Course objectives: To
obtain the high level of end-to-end performance needed in
problem domains like graphics, computer games, and scientific
computing, it is necessary for programs to exploit many of the
features of modern computer architectures. In this course,
we will study the performance-critical features of modern
computer architectures, and discuss how applications can take
advantage of them to obtain high performance. This is not
a course on software tricks; rather, the emphasis is on
abstractions of computer architecture, understanding
performance, and obtaining performance when you need it.

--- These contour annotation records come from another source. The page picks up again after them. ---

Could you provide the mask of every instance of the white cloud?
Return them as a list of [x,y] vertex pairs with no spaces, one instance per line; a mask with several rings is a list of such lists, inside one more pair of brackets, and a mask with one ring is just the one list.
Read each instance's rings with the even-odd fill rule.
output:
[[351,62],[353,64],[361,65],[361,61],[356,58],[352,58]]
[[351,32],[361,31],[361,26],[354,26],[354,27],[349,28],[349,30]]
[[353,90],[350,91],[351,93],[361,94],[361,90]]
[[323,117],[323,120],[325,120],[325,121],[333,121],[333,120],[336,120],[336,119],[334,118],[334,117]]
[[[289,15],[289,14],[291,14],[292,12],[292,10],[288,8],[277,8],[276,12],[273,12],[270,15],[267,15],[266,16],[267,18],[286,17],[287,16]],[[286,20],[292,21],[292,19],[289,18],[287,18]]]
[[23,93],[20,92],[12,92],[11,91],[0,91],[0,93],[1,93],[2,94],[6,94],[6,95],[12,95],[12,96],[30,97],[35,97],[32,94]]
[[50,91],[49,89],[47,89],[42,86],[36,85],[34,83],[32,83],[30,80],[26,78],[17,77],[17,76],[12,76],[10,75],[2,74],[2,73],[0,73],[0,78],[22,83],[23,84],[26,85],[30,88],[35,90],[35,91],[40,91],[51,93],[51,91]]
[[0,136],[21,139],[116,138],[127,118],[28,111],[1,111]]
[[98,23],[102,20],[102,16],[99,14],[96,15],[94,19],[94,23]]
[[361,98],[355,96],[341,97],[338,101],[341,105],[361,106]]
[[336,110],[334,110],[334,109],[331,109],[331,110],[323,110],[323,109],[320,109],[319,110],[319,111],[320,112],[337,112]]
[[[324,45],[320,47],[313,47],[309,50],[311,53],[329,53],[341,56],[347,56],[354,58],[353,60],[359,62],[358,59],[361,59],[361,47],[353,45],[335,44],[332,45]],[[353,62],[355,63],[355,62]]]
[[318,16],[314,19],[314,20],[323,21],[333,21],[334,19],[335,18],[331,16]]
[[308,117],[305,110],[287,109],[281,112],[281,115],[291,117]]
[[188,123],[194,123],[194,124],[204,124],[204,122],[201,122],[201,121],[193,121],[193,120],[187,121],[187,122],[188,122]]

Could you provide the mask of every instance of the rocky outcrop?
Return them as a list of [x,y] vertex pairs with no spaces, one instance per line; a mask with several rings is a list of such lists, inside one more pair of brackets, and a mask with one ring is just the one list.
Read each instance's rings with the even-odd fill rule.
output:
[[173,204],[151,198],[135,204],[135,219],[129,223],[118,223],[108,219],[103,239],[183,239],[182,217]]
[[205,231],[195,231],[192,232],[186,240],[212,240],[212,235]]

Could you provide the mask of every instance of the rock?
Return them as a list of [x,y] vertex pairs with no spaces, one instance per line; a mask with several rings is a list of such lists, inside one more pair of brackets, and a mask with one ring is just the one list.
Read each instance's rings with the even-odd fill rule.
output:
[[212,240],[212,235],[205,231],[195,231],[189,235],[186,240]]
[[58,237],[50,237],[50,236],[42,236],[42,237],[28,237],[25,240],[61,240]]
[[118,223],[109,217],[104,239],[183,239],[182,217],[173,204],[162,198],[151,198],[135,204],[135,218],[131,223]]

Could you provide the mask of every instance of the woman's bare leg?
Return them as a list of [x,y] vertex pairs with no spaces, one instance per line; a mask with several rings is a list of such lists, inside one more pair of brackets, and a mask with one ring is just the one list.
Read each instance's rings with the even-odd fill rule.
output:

This semester, CS377P will be co-taught by a team from Intel: Jackson Marusarz, Areg Melik-Adamyan, Gergana Slavova, and Mike Voss. They will present lectures on Intel's performance tools like VTune and Advisor, and teach students how these tools can be used to analyze and improve program performance. Course assignments will require the use of these tools.
Topics covered in lecture include the following:
- Parallelism and locality in algorithms
- Measurement of performance
- Memory hierarchies and locality exploitation
- Vector processing and vectorization
- Multi-core processors and shared-memory programming,
pThreads, OpenMP, Intel TBB
- Distributed-memory machines and message-passing programming,
MPI
- GPUs and GPU programming
- Performance analysis tools: Intel VTune and Advisor
Prerequisites:
programming maturity, knowledge of C/C++, basic course on modern
computer architecture
Course work: There will be 6-7 substantial programming
assignments (60% of grade), a mid-semester exam (15% of grade)
and a final exam (25% of grade).
Discussion and assignment: You need to use Canvas
and Piazza
for discussion and submitting assignments.